Enfuvirtide (ENF) is the most clinically advanced agent in a new class of anti-HIV drugs known as fusion inhibitors, blocking viral entry in target cells . When added to background antiretroviral therapy, ENF significantly decreases viral load and increases CD4 cell count in patients failing with previous treatments [2,3].
The viral entry process begins with the binding of envelope glycoprotein gp120 to host cell surface CD4 and to chemokine receptor CXCR4 (X4 virus) or CCR5 (R5 virus) . This leads the transmembrane glycoprotein gp41 to undergo conformational changes allowing fusion of virus and cell membranes. Since ENF targets this last step [5,6], its use in vivo could influence or be influenced by components of the entry process, which, in turn, impinge on HIV pathogenesis [7–9]. The fact that virus sensitivity to ENF could be influenced by virus–coreceptor interactions is a debated issue [10,11]. It has been shown that coreceptor specificity could modulate in vitro susceptibility to ENF, R5 viruses being less sensitive to inhibition [12,13], and that susceptibility to ENF could be determined by coreceptor affinity, density and fusion kinetics . However, recent investigations have provided evidence that ENF is similarly potent against isolates using either CCR5 or CXCR4 as coreceptor, and that the major determinants of sensitivity to ENF reside in gp41 [15–18].
The state of chronic immune activation induced by HIV infection is thought to be an important factor inducing T cell depletion by increasing the rate of cell death. Blockade of viral replication and reduction of immune activation by highly active antiretroviral therapy (HAART) results in a partial normalization of cell death . Moreover, we have recently shown that fusion inhibitors including ENF also protected bystander CD4 cells from HIV envelope-induced cell death in cell culture [20,21]. This protective effect could contribute to lessening of T cell depletion in vivo, particularly in sites of active viral replication . Therefore, ENF administration should be able to reduce both activation-induced and envelope-induced cell death.

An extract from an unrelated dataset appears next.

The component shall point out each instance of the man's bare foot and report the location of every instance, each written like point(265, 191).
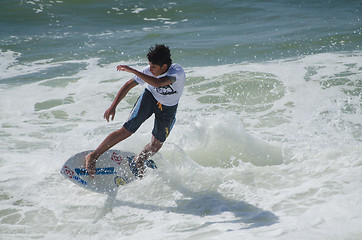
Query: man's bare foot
point(90, 165)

Here, we have assessed the effect of treatment with ENF on several immunological parameters related to entry and pathogenesis and evaluated their influence in the response to treatment.
All patients attending HIV Clinical Unit of Hospital Universitari Germans Trias i Pujol participating in the TORO-2 study  were recruited for this substudy. Written informed consent was obtained from all participants. Virological and immunological status of patients was monitored at different time points up to 32 weeks: quantitative analysis of HIV-1 RNA plasma levels was performed by Amplicor HIV-1 Monitor, version 1.5 (Roche Molecular Systems, Branchburg, New Jersey, USA) at Covance Central Laboratory Services (Geneva, Switzerland). CD4 and CD8 cell counts were assessed by standard flow cytometry techniques.
Patients were HIV-1-infected adults who had been on stable antiretroviral treatment for a minimum of 3 months with each of three classes of antiretroviral drug, documented resistance to all classes of antiviral drug and HIV RNA plasma level of ≥ 5000 copies/ml prior to initiation of the trial. In the substudy, virological failure was defined as a decrease from baseline in plasma HIV-1 RNA level of < 1 log10 copies/ml (log copies/ml) at 32 weeks of follow-up, and patients were classified as responders (RP) or poor-responders (PRP) following this criterion.
Whole blood, plasma and peripheral blood mononuclear cells (PBMC) were obtained and used for determinations. Briefly, 10–20 ml whole blood was collected in ethylenediaminetetraacetic acid-Vacutainer tubes (BD, Madrid, Spain) and processed for staining of cell surface markers and for plasma and PBMC isolation immediately after collection. Plasma was recovered after centrifugation at 1200 × g for 10 min and immediately cryopreserved and stored at −80°C until use. PBMC were obtained by separation on Ficoll–Hypaque (Atom Reactiva, Barcelona) density gradient and used immediately or cryopreserved in liquid nitrogen for further determinations.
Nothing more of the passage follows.